Figure 1. An SEM image (a) and a CL/PS stress image (b) of the immediate neighborhood of the crack tip in a gallium nitride crystal. The stress map represents the spatial variation of the trace of the stress tensor acquired with a spatial resolution of 30nm.

We recently developed a spectroscopic method for analyzing materials and devices in the SEM that works by visualizing surface and subsurface stress fields. Further, we have used the technique to solve a number of important industrial problems, for example, the stress stored in interconnect structures (like interlayer dielectrics) and in III-V semiconductor-based electronic devices.^1,2,3 The method is based on piezospectroscopic (PS) analysis of the cathodoluminescence (CL) emission, which examines the alteration of a luminescence spectrum on applied or residual stress or strain.
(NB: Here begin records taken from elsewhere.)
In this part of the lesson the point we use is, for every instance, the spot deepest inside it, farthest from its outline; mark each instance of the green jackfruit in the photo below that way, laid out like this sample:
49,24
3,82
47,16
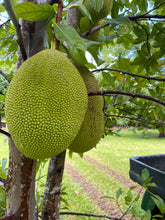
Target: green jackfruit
93,126
45,104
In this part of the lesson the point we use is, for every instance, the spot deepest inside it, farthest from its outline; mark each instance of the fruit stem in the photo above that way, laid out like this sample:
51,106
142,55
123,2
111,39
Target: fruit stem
55,42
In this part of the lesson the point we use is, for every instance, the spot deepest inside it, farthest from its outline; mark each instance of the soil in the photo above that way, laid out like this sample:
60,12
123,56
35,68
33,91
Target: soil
105,205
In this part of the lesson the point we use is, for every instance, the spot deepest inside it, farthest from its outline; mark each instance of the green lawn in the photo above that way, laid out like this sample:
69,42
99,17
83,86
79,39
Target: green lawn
112,151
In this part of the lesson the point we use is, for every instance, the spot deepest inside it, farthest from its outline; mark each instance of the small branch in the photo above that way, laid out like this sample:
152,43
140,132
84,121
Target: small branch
153,9
5,23
132,18
11,14
4,75
128,73
137,119
133,95
5,133
10,217
55,41
2,180
147,16
88,215
94,29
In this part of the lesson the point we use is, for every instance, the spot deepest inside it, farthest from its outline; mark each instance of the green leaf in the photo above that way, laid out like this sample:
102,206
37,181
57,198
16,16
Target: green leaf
2,198
33,12
118,193
115,9
74,5
76,47
96,4
1,8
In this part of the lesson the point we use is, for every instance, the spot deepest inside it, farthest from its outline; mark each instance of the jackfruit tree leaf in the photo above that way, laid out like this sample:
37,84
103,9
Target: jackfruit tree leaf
1,8
74,5
85,12
115,9
96,4
2,198
76,47
33,12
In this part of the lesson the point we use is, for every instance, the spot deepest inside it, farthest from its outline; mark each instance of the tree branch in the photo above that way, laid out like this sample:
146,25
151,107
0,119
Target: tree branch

Here we report how PS analysis can be a valuable addition to chemical and crystallographic studies of electronic materials and devices in SEM by providing useful micro- and nanomechanical information. Coupled with CL and using CL deconvolution algorithms, the SEM can help to quantify stress states in sub-micron-sized electronic heterostructures.

CL spectroscopic outputs present a high intrinsic correlation. Complex deconvolution methods need to be applied to extract the spectroscopic output from overlapping effects. The data treatment techniques we used include case-by-case development of new algorithms for various luminescence bands in a variety of materials. In addition, owing to electron scattering, the data collection area is larger and deeper than the size of the surface pixel adopted in scanning with the electron beam, and most pixels will contain a weighted mixture of stress information. For this reason, the recorded spectrum must also be spatially deconvoluted to account for the effect of the electron probe. Highly graded stress field analysis requires maximized light efficiency in the SEM and new algorithms for the spatial deconvolution of electrostimulated luminescent probes.^1,2,3

There are three different families of luminescence stress sensors: band-gap emission from semiconductors (e.g., gallium nitride and gallium arsenide), luminescence from substitutional impurities and vacancies (e.g., trivalent chromium or fluoride centers in sapphire), and emission bands from oxygen-related point defects in glassy dielectrics (e.g., nonbridging oxygen hole centers in amorphous silica). In the PS analysis, the observed spectral shift obeys different rules depending on the physical nature of the spectroscopic sensor available for the stress measurement. The PS behavior of bands arising from point defects obeys Grabner's formalism, according to which the wavelength shift is linearly related to the trace of the stress tensor. On the other hand, in the case of band-gap emission, the observed spectral stress dependence follows the strain Hamiltonian of the material investigated.

One of the steepest stress gradients is located at the tip of a crack propagating in a brittle solid as shown in Figure 1(a) and (b). For silicon-based MOS devices, our results show that a quantitative assessment can be made of residual stresses in the silica side of these devices by using the CL/PS effect. The stress assessment is complementary to a PS Raman evaluation on the silicon side of the device (see Figure 2).

Figure 2. (a) An SEM image of the measurement location. (b) The spectral shift results of line scans (performed across a silica trench in MOS by the CL/PS method and in the silicon areas by the Raman PS method). (c and d) The respective deconvoluted stress components. Si: Silicon. SiO_x: Silicon oxide.

In conclusion, we have shown that quantitative experimental assessments of stress with nanometer spatial resolution can be obtained with SEM for semiconductor materials and devices. Spatially resolved PS procedures, when correctly interpreted, enable access to stress and strain information, regardless of whether the observed spectrum arises from band gap or optically active point defects. In the near future, this information could be condensed into a metrological multifunctional tool optimized for measurement of real-time physical, chemical, and mechanical material parameters on the scale of a single nanometer in the next generation of electronic devices.